Milhões de visitantes percorrem anualmente as ruas petrificadas de Pompeia, testemunhando a tragédia congelada no tempo. Mas, em um discreto recanto da Região II, uma nova experiência sensorial irrompe, quebrando o silêncio milenar com a doce fragrância de um passado ressuscitado. Após um processo meticuloso de “arqueologia botânica”, o Jardim de Hércules, parte da singular Casa do Perfumista, foi reaberto ao público, convidando a uma imersão olfativa na vida cotidiana e nos sonhos de seus antigos moradores.
Não é apenas um espaço verde recuperado; é uma cápsula do tempo botânica, meticulosamente reconstituída para exalar os mesmos aromas que flutuavam no ar em 79 d.C.

O que torna esta reabertura singular é a ciência por trás de sua ressurreição. A equipe do Parque Arqueológico de Pompeia mergulhou não apenas nas ruínas, mas nos invisíveis vestígios orgânicos. Através da arque botânica e da palinologia (o estudo de pólen e esporos), pequenos fósseis microscópicos foram analisados, revelando as exatas espécies de plantas que compunham o jardim. Mais impressionante ainda foi a técnica dos moldes de gesso de cavidades de raízes. As cinzas vulcânicas, ao endurecerem, preservaram as formas ocas das raízes das plantas em decomposição. Ao preencher esses “fantasmas” com gesso, os arqueólogos puderam recriar a disposição precisa de cada árvore, arbusto e flor, permitindo que as plantas atuais sejam plantadas exatamente onde suas antepassadas cresceram.
Assim, as rosas centenárias, as delicadas violetas, os exuberantes lírios e as viçosas cerejeiras que hoje adornam o jardim não são meras substituições; são herdeiras diretas, dispostas exatamente como seriam vistas pelo seu proprietário. O antigo sistema de irrigação também foi restaurado, e a água volta a sussurrar pelos canais de terracota, nutrindo a vida como fazia há eras.
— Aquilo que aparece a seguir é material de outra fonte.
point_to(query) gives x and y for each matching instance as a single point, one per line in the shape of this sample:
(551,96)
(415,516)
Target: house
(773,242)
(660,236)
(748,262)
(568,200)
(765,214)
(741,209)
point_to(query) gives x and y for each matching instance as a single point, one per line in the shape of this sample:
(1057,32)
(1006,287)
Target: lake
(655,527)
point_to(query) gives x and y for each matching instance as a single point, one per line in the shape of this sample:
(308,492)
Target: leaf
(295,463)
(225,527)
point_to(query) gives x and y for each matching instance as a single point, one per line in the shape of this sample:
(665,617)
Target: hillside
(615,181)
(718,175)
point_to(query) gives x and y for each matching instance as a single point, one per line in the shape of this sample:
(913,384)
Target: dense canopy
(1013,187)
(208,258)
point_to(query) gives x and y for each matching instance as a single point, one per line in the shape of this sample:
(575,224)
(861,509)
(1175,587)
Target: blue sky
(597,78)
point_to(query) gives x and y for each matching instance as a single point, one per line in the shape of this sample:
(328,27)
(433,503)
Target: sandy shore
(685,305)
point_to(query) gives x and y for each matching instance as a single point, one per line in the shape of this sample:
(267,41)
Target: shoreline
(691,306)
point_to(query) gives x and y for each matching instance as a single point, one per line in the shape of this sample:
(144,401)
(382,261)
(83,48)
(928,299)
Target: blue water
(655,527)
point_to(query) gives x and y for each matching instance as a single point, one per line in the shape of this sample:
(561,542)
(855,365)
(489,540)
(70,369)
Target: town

O sonho de um perfumista anônimo

A casa, datada do século III a.C., conta a história de um homem com visão e persistência. Após o devastador terremoto de 62 d.C., que chacoalhou a região e danificou sua propriedade, o proprietário – cujo nome se perdeu nas brumas do tempo – não apenas reconstruiu, mas decidiu expandir. Ele vislumbrou um futuro de prosperidade no florescente mercado de luxo romano: a produção e venda de perfumes.
O jardim não era apenas um adorno; era a matéria-prima essencial para seu negócio. A casa, modesta, mas bem posicionada, transformou-se em uma “boutique” e oficina. Era ali que as flores, recém-colhidas, seriam maceradas em óleos preciosos, num processo conhecido como enfleurage, para criar os unguentum, os perfumes à base de óleo que eram um símbolo de status na sociedade romana. As escavações na década de 1950 confirmaram essa vocação, revelando não apenas os vestígios vegetais, mas numerosos frascos de vidro (unguentaria), alguns ainda com resíduos de fragrâncias, e até ferramentas do ofício.
A personalidade do perfumista emerge sutilmente de um detalhe fascinante: a inscrição “cras credo” (“amanhã darei crédito” ou “amanhã terei crédito”) na entrada da casa. Uma frase que revela um toque de humor, talvez uma pequena ironia sobre as complexidades do comércio na Roma antiga, ou uma promessa otimista de um futuro próspero que, tragicamente, nunca chegou. A estatueta de Hércules no larário do jardim, que deu nome ao local, pode ter sido uma invocação por força e sucesso nos negócios.
Um legado de cheiros e resiliência
A erupção do Vesúvio em 79 d.C. não apenas soterrou a casa, mas congelou o sonho do perfumista em seu auge. O proprietário estava no meio de sua expansão, com um negócio florescendo, quando as cinzas e a lava transformaram sua oficina em uma relíquia.
Hoje, ao passear pelo Jardim de Hércules, o visitante não está apenas vendo um jardim; está sentindo o cheiro de um legado. É uma ponte sensorial para a vida diária de Pompeia, uma cidade que não era apenas um conjunto de templos e anfiteatros, mas um fervilhante centro de comércio e vida humana.
A reabertura deste jardim é um testemunho do poder da ciência e da dedicação em resgatar e preservar a história não apenas em pedras, mas também em aromas. E, de certa forma, é uma conclusão poética: o último e mais perfumado lote do empresário de Pompeia, finalmente, está pronto para ser apreciado, quase dois milênios depois.